Impactos do sono na fome

A melatonina é um hormônio conhecido há tempos por seu papel na regulação do nosso sono. Mas hoje sabe-se que ela também exerce uma ação fundamental no controle da fome, no acúmulo de gorduras e no consumo de energia. Já foi comprovado que a variação nos níveis de melatonina ao longo do dia afeta o consumo e o gasto de energia, alterando o chamado balanço energético do organismo. Em um estudos com animais de laboratório, aqueles que não produziam melatonina apresentaram distúrbios associados à obesidade tais como comer mais e fora de hora, níveis mais elevados de açúcar (glicose) e de gorduras (lipídios) no sangue e menor gasto de energia.

O metabolismo energético tem uma organização de tempo sincronizada pela melatonina. À medida que escurece, nosso corpo passa a liberar melatonina até atingir sua concentração máxima, o que ocorre lá pelo meio da madrugada. A partir deste ponto, a concentração do hormônio diminui e permanece baixa durante o resto do dia. As concentrações mais baixas de melatonina coincidem com o período de maior atividade do individuo, que é quando nos alimentamos. A energia armazenada na forma de gordura ou de estoques de açúcares durante o dia garante que o nosso organismo funcione durante o sono, quando passamos horas em jejum. Uma parte significativa dessa energia é usada manter o corpo aquecido e, na teoria, o consumo de energia à noite compensa o que foi estocado durante o dia.

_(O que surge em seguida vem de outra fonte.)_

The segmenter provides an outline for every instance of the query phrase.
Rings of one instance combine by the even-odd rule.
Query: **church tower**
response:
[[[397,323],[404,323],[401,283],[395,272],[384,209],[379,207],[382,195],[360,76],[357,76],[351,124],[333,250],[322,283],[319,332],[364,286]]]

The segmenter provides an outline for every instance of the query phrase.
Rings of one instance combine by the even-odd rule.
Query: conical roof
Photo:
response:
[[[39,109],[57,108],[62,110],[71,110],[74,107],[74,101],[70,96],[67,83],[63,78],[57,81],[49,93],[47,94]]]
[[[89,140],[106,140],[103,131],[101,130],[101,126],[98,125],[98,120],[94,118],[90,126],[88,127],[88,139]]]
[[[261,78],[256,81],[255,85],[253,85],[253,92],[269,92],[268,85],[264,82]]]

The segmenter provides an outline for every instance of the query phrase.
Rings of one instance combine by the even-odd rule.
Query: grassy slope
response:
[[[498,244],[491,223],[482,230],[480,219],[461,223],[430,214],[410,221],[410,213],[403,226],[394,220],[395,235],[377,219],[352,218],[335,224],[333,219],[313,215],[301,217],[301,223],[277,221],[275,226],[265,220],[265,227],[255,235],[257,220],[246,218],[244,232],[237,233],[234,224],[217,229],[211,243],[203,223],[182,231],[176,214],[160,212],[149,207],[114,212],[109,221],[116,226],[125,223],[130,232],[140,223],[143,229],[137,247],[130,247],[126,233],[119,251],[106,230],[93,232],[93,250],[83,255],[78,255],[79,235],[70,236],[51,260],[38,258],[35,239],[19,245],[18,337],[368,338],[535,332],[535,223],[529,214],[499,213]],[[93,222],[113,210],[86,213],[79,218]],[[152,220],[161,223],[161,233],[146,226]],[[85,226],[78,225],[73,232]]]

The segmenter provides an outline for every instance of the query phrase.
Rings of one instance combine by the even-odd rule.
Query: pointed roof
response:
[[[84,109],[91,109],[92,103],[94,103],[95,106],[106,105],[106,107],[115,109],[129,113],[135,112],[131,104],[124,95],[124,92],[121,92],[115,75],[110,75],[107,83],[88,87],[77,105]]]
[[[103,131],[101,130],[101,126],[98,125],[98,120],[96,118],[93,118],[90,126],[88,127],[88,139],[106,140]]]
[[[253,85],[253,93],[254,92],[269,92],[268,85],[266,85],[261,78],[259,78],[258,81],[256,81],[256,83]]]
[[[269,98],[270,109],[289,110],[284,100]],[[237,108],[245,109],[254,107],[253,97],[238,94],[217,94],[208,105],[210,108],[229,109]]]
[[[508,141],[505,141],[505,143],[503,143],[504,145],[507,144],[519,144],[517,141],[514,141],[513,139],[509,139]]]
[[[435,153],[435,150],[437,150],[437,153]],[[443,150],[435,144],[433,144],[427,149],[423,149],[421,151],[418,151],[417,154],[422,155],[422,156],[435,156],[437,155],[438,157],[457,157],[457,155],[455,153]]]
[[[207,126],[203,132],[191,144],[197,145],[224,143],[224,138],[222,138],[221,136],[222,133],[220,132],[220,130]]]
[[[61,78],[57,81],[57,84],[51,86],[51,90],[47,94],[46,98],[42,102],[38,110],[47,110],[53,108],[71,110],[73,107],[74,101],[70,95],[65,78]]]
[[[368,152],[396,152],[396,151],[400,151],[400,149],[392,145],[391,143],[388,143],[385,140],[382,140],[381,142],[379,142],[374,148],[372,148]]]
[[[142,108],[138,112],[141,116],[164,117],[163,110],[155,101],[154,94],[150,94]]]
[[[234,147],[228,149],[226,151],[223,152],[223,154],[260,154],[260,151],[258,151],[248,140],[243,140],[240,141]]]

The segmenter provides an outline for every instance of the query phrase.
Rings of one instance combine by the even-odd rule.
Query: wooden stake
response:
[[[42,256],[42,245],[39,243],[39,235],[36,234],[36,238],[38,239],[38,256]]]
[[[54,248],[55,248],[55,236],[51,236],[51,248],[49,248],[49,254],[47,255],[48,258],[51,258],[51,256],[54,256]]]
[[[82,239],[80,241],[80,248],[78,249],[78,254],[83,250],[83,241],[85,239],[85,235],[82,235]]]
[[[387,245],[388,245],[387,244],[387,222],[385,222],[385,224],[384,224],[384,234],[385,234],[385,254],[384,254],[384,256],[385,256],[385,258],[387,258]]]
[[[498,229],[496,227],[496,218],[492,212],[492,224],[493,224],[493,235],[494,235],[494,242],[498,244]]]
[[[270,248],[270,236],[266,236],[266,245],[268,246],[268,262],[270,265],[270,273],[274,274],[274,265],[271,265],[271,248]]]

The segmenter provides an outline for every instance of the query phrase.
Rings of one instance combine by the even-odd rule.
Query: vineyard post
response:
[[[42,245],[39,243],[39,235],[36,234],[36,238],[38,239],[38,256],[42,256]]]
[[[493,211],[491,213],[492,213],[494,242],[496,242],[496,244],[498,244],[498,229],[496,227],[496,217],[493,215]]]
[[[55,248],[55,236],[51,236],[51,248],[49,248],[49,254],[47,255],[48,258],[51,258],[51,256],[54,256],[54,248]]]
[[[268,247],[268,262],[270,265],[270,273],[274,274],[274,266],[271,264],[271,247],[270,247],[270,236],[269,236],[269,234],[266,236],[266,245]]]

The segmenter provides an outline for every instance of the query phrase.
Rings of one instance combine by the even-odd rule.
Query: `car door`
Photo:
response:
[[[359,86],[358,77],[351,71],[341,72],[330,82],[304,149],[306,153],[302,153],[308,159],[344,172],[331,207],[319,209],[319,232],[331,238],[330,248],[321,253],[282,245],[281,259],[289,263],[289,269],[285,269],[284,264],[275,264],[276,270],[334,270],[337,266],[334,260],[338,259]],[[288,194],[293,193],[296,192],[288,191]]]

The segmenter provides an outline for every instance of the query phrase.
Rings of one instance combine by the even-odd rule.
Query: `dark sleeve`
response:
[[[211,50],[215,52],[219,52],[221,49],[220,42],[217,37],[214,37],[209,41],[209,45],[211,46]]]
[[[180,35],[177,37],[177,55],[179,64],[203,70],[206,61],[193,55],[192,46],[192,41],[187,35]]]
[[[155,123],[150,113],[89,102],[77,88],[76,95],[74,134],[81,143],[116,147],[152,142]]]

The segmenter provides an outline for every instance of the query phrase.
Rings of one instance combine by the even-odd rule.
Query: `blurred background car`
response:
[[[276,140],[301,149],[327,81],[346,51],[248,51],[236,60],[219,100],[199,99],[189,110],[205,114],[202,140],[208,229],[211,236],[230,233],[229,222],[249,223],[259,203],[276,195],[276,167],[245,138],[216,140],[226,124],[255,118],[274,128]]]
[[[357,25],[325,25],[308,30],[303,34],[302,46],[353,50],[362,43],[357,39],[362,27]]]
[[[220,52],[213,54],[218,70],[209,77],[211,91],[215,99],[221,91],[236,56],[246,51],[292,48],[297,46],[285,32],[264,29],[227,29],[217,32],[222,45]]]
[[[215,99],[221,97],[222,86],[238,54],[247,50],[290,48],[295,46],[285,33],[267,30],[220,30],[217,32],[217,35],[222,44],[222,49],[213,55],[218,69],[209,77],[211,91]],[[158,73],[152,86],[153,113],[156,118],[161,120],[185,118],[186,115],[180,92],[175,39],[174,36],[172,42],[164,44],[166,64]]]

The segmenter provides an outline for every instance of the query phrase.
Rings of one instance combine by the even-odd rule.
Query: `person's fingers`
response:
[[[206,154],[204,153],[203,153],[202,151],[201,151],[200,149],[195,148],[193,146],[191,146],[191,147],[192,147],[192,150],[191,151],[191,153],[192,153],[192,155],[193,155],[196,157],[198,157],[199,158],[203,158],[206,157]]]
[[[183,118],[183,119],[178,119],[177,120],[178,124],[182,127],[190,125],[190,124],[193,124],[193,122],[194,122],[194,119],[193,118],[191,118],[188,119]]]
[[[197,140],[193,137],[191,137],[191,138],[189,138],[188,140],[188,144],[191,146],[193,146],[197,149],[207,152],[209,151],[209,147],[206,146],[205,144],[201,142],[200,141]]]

Quando os níveis de melatonina estão excessivamente baixos, o cérebro deixa de perceber a saciedade, o que leva a um aumento do apetite e aos famosos “lanchinhos fora de hora” ao longo do dia.
Estudos apontam também que, na deficiência ou ausência da melatonina, o corpo produz mais hormônios que induzem a fome. Para piorar, o organismo gasta menos energia, o que causa acúmulo de gordura e, consequentemente, aumento de peso. A melatonina também regula o ciclo de produção de hormônios como o cortisol, liberado em situações de estressantes; da leptina e da grelina, que regulam a fome; e do hormônio do crescimento, que auxilia na reparação de danos celulares. E, de acordo com pesquisas recentes, a melatonina pode auxiliar no controle da glicemia e dos níveis de lipídios e colesterol.

Para ter uma boa produção de melatonina naturalmente, é preciso respeitar o seu padrão de sono-vigília. O sono deve ser reparador, se acordamos cansados, alguma coisas está errada! O tratamento feito com a melatonina sintética pode ser indicado para pacientes que sofrem de insônia, pois ajuda o corpo a ajustar o relógio biológico, ou seja, regula o sono durante a noite e a disposição (e o apetite) durante o dia. Porém doenças que causam alterações no sono, como problemas da tireoide, apneia do sono e depressão, devem ser investigadas por especialistas para fechar o diagnóstico, pois não são tratadas com melatonina.

Se você estiver sofrendo com alterações do sono, procure um médico para que ele lhe indique o tratamento mais adequado. Nunca se automedique. Lembre-se de que a melatonina É UM HORMÔNIO e só deve ser prescrito por um médico, pois possui contraindicações e interage com diversos medicamentos.